Angling between some bikes that had been chained to stands and what looked like a newspaper dispenser, she stepped up to the kerb, looking both ways before making a quick dash across the road
through a useful gap in the traffic. During her scan for traffic, she noted that the policeman had fallen back a little way, but he was still moving along the road in her direction. She had to keep
moving.

Niamh walked right up to Tony and placed a hand on his shoulder. He hadn’t seen her coming and jumped at her touch. As he registered who she was, his eyes widened with shock, but
Niamh’s warning look stopped him from speaking.

‘Outside Sloppy Joe’s – fifteen minutes. Alone,’ she ordered softly, barely slowing as she continued past him.

She itched to look back to see what he would do next. Although she barely knew Tony, she felt certain he wouldn’t disappoint her. Somehow he would meet her as she’d asked.
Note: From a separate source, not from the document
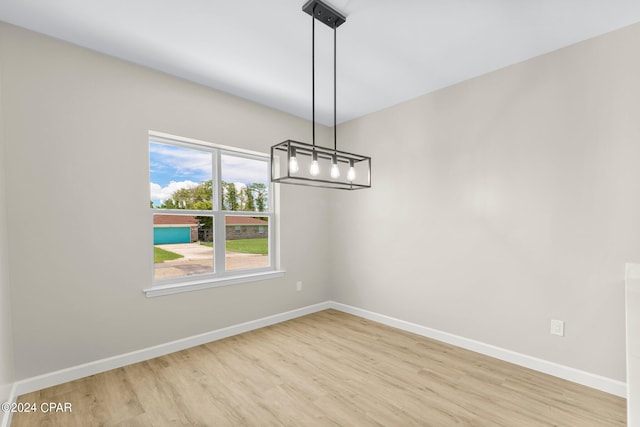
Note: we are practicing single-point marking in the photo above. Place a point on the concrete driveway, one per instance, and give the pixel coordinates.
(198, 259)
In the
meantime, she would have to keep from being picked up by the police again.

Sloppy Joe’s was a fair walk. Was it five blocks or six? She should have given Tony more time. It was probably going to take her the full fifteen minutes just to walk there, but it was too
late to worry about that now. She couldn’t go back. Why on earth had she picked it? A famous tourist location, and a bar no less – they wouldn’t even be able to go inside and
talk! There were loads of places closer. Being a local, Tony would have known them all, but for some reason Sloppy Joe’s was the first name that had sprung to mind.